Apocalisse, un concetto, una premonizione, un'idea. I media, la letteratura, il cinema, i videogiochi, in qualsiasi campo l'apocalisse è sempre più presente in questi ultimi anni, diventando quasi un genere. Qui si possono scambiare idee, condividere opinioni per fare in modo che l'apocalisse resti soltanto un modo di raccontare. Sullo sfondo dei problemi che attanagliano la vita di tutti i giorni, una raccolta di storie di genere post-apocalittico: le Cronache.

mercoledì 28 novembre 2012

Città fantasma: Gunkanjima




Chi ha già visto Skyfall, il 23° capitolo della saga di James Bond, sarà forse rimasto affascinato da quell'isola abbandonata per via di un inganno creato dal villain del film, per il 50% la notizia è vera. Nessuna epidemia ha colpito la piccola isola di Gunkanjima, situata nella prefettura di Nagasaki, per quanto riguarda lo stato di abbandono e di degrado, nessun trucco cinematografico ha alterato l'aspetto di quella che viene definita "nave da guerra". Perché l'aspetto di questa piccola isola è proprio quello di una nave da guerra, grigia e decadente, con un muro di cemento circostante dedito a prevenire inondazioni.
L'isola era un importante polo minerario, grazie alla miniera di carbone contenuta in essa, tra il 1887 e il 1974. Nel 1959 è stata oggetto di una delle più alte densità abitative mai registrate, ben 3450 abitanti per chilometro quadrato.
Sull'isola era presente una scuola elementare e una superiore, una palestra, un cinema, un bar, un ristorante, diversi negozi e un ospedale. Anche un tempio buddista e uno shintoista.
La vita era tutt'altro che ospitale, gli appartamenti consistevano in celle anguste e soffocanti, l'isola non produceva altro che carbone, e i beni per la sopravvivenza venivano trasportati da navi cargo.
Nel periodo estivo, a causa dei tifoni, l'isola era isolata dal resto del mondo, nell'attesa di ricevere quei rifornimenti che avrebbero salvato la vita di non poche persone.


Nel 1941 venne estratta una quantità di carbone pari a 410.000 tonnellate, fu il periodo di massima attività della miniera.
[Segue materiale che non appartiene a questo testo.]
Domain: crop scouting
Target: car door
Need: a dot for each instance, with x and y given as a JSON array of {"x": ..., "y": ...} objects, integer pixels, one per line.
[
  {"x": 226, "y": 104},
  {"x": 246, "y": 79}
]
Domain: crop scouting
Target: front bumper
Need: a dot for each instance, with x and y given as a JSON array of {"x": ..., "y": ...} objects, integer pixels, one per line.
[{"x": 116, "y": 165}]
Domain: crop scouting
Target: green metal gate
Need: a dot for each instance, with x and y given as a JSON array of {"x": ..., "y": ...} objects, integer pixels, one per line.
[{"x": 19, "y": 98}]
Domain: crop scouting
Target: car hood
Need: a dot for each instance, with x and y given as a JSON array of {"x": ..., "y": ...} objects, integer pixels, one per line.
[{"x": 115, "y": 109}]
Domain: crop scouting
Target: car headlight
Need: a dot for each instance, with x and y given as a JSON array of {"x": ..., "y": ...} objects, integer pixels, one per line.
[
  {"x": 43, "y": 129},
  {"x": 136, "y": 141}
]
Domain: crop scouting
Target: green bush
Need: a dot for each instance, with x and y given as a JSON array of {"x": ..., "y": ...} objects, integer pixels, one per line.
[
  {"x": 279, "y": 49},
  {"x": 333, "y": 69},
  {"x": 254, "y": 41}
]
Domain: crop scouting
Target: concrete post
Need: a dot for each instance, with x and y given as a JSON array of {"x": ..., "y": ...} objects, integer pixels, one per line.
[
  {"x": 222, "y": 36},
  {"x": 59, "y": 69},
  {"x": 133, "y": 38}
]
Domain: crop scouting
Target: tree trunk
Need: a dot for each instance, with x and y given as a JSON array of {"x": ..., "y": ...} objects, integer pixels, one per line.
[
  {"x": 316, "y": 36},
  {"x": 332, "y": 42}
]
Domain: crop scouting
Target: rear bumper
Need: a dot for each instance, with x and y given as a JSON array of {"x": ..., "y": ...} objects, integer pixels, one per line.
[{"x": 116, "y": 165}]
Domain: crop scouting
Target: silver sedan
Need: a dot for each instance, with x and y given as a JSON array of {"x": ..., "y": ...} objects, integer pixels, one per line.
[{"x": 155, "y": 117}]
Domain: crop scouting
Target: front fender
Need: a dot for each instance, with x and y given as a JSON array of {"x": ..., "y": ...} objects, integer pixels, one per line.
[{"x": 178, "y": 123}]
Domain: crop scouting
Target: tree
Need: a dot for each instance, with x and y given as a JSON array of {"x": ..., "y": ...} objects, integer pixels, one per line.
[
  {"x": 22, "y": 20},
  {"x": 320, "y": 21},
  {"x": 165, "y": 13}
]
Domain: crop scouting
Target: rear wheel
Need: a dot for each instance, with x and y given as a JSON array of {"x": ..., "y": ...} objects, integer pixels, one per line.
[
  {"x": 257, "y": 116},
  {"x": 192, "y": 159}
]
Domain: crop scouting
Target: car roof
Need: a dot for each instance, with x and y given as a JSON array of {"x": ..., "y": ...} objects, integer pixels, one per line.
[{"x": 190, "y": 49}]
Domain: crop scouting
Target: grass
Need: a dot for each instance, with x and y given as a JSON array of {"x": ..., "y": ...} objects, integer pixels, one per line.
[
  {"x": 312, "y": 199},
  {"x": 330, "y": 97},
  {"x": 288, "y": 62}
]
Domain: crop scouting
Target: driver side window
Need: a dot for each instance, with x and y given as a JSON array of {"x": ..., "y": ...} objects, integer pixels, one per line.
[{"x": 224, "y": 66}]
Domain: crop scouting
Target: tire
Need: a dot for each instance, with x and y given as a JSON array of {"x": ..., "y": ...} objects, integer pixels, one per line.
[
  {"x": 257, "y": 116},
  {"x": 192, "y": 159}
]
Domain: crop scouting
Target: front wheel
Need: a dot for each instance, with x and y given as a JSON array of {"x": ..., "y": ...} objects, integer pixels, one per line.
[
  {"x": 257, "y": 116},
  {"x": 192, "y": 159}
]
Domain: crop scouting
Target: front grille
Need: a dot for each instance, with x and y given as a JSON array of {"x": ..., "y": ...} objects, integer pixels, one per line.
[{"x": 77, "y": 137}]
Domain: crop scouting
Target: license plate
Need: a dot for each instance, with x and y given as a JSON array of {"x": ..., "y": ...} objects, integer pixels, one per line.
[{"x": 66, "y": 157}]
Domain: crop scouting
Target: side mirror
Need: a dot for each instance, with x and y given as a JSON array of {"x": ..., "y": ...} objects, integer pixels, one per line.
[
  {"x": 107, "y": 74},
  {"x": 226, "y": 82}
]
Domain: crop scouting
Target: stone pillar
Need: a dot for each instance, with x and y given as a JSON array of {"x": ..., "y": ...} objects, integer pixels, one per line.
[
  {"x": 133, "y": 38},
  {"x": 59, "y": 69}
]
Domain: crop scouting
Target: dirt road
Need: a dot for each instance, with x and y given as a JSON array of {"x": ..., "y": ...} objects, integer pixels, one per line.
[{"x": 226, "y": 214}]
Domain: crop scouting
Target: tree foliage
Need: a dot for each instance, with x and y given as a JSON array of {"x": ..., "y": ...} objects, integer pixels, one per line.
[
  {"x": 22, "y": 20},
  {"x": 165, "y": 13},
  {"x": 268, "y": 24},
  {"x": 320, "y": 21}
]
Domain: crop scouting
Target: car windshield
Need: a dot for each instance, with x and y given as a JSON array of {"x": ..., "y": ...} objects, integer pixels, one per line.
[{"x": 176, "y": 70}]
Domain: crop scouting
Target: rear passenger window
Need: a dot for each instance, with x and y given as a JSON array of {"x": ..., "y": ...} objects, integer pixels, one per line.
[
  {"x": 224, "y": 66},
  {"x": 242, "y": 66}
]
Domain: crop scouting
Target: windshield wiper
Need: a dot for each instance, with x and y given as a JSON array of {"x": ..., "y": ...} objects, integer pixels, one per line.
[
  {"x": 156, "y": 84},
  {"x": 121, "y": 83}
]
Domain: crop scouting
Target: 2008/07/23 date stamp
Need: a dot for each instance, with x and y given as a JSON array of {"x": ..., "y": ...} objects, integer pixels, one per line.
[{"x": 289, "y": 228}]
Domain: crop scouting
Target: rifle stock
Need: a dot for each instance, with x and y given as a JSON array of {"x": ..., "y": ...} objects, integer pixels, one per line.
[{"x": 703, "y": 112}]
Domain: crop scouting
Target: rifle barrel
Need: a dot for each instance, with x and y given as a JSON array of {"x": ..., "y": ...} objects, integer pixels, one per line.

Per raggiungere questo traguardo, però, parecchi operai persero la vita.
Motivo per il quale vennero utilizzati prigionieri cinesi e i coreani, mentre i giapponesi combattevano la guerra al fronte. Delle morti registrate su Gunkanjima, inaspettatamente, buona parte avvennero per fame e scarse condizioni igieniche. Nel 1983 venne intervistato un coreano, Suh Jung-woo, che fu costretto a lavorare sull'isola:
"Nonostante il lavoro massacrante, i nostri pasti consistevano semplicemente per l'80% di fagioli e 20% di riso bollito con qualche sardina. Quasi ogni giorno soffrivo di diarrea, e la mia forza gradualmente se ne andò. Ho provato a riposarmi, ma le guardie arrivavano e mi costringevano a lavorare, non so quante volte ho pensato di buttarmi a mare ed annegare.
Quaranta o cinquanta dei miei compagni coreani si sono suicidati o sono annegati tentando di raggiungere Takahama. Io non so nuotare, ma fui fortunato. Dopo cinque mesi fui trasferito alla fabbrica della Mitsubishi di Saiwai-machi, a Nagasaki, e potei lasciare l'isola. Se fossi rimasto, non sarei vivo ora. C'erano già 200 coreani sull'isola quando arrivai, per cui in totale siamo stati 500 o 600. Eravamo tutti pigiati assieme in due edifici, uno con 5 camere per piano e l'altro con sei. Mi piange il cuore a pensare agli altri coreani. Oggi le persone chiamano l'isola Battleship Island, ma per noi era Prison Island, senza possibilità di fuga."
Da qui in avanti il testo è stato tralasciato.